For instance, many teams are racing to integrate AI into the product, but few are thinking about how to maintain it. Who updates the prompt when models change? Who tracks cost spikes from bad model selection? Who’s testing for regressions when GPT-4 becomes GPT-4.5?
This is where security can help.
Managing prompt logic, model drift, and prompt upgrades is surprisingly similar to managing software dependencies. It’s “invisible work,” and no one owns it. Security teams can help formalize those processes and ensure they don’t introduce downstream risks.
Another opportunity is data governance. Most AI/ML practitioners understand that “garbage in, garbage out” is real. But in a fast-moving environment, they might not know where sensitive data lives, who can access it, or whether shadow data pipelines exist.
Security teams can provide clarity here. Help inventory where the data is being pulled from. Build access controls around that usage. This not only improves the quality of their models, but it also reduces the risk of exposure, leakage, or misuse.
Responsible AI isn’t just their job. It’s a shared goal.
Support their experimentation, don’t shut it down
By definition, AI/ML work is experimental. New models, new data, new toolchains — it’s a moving target. Security teams must recognize that the pace of innovation is fast, and perfection isn’t the goal.
We need to resist the instinct to say “no.” Instead, offer secure defaults.
Create sandbox environments where experimentation is safe.
Offer vetted tools and libraries with built-in guardrails.
Maintain a list of approved models, APIs, and datasets along with documented risks.
AI/ML teams don’t want their work to fail in production. They don’t want hallucinations, sensitive data leaks, or adversarial inputs. They just need help designing systems that give them freedom with guardrails.
Frame your involvement not as oversight, but as enablement.
Build informal trust, not just formal processes
Everything above is tactical, but none of it works without trust.
AI/ML teams need to believe that security isn’t just another gatekeeper. They need to see you as a partner — someone who understands their pressures, speaks their language, and is willing to roll up their sleeves when things get messy.
Some simple ways to build informal trust:
Attend their standups occasionally, not to report, but to listen.
Join internal Slack channels where AI experimentation is discussed.
Sit in on model reviews and design sessions, especially early in the process.
Security doesn’t need to be invited. We need to embed.
Once you’ve built informal relationships, the formal processes get easier. People start asking for your opinion before launching something risky. You become a sounding board, not an auditor.
Final Thoughts and Takeaway
These aren’t one-size-fits-all suggestions.

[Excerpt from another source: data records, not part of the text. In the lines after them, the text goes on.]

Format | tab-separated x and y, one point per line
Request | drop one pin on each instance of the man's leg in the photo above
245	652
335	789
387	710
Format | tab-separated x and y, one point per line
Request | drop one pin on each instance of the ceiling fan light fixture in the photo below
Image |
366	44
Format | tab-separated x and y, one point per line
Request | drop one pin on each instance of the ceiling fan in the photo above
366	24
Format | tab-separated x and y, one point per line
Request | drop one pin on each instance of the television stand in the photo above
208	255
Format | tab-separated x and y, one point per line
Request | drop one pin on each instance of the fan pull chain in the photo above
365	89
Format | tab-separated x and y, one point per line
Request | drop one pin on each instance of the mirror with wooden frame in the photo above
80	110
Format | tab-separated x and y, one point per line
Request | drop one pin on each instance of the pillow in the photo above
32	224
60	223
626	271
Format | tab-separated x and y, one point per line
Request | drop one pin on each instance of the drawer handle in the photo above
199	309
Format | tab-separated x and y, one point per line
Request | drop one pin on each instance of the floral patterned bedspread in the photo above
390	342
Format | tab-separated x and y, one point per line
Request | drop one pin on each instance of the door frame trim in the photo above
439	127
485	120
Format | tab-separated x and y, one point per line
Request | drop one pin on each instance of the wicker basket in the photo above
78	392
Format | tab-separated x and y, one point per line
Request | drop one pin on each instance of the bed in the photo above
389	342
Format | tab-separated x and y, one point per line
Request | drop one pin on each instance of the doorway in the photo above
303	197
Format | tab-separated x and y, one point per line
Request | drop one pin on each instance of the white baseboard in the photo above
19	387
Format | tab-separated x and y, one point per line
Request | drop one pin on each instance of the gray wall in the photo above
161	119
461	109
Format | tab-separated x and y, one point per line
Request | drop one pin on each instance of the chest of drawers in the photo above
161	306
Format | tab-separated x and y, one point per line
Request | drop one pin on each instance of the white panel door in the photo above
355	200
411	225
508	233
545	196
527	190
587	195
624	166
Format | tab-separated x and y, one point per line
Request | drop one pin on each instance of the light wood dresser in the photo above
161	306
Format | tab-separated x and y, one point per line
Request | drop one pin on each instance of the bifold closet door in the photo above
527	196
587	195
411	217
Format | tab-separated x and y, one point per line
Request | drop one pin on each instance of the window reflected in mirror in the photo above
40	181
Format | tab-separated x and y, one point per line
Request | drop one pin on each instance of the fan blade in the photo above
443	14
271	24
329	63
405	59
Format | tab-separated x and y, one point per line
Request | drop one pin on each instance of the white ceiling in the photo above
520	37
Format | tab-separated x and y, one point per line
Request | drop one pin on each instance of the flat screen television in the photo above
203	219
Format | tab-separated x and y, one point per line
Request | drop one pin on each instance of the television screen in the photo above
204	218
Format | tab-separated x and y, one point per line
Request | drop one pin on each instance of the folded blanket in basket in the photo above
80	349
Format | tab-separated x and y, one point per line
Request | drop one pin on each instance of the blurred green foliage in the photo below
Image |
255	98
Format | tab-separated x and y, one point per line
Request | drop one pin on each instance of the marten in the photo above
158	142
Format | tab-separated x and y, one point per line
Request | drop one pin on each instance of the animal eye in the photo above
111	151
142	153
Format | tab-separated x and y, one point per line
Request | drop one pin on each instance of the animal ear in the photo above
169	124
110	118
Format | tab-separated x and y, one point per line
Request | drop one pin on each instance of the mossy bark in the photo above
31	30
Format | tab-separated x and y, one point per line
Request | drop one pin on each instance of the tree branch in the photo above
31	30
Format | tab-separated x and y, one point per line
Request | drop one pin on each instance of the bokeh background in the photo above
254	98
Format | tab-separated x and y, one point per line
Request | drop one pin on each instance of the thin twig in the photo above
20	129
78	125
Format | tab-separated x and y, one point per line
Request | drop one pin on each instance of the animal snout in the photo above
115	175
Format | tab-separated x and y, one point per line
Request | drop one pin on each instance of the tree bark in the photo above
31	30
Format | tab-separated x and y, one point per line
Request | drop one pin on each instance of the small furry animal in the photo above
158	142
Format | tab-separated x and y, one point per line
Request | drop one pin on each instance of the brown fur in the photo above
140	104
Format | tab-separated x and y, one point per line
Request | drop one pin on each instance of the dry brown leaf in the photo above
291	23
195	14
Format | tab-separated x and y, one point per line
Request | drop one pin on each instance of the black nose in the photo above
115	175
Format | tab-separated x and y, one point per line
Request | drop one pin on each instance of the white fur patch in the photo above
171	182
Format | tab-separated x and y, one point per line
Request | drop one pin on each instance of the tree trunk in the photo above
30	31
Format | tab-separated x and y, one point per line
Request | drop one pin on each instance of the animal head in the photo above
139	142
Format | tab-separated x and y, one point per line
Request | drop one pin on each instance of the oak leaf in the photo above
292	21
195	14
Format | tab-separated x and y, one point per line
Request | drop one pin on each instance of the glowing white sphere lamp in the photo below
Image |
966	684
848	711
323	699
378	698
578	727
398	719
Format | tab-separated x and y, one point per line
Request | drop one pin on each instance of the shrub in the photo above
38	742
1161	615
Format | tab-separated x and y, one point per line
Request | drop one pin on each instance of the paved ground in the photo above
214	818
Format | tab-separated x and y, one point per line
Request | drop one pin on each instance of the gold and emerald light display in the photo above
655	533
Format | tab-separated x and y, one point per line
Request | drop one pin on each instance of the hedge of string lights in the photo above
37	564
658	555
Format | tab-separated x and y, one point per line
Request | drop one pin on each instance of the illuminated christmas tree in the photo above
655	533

Every organization is different. But security has years of experience in areas that AI/ML teams are just now encountering: incident response, secure software pipelines, access control, threat modeling, governance.
Rather than waiting for policy or mandates, we should lean in and offer help.
Security teams can be the quiet infrastructure behind responsible AI, not by getting in the way, but by building the bridges that make it easier to move fast and stay safe.
AI/ML teams are under pressure to move fast, experiment, and deliver. Security teams are under pressure to manage risk, ensure compliance, and protect the business. These goals aren’t at odds, but the relationship can feel strained without intentional effort. Security doesn’t need to slow down AI. We can be the partner that helps it scale safely. That starts with empathy, shared goals, and showing up early, not just to assess risk, but to share the load.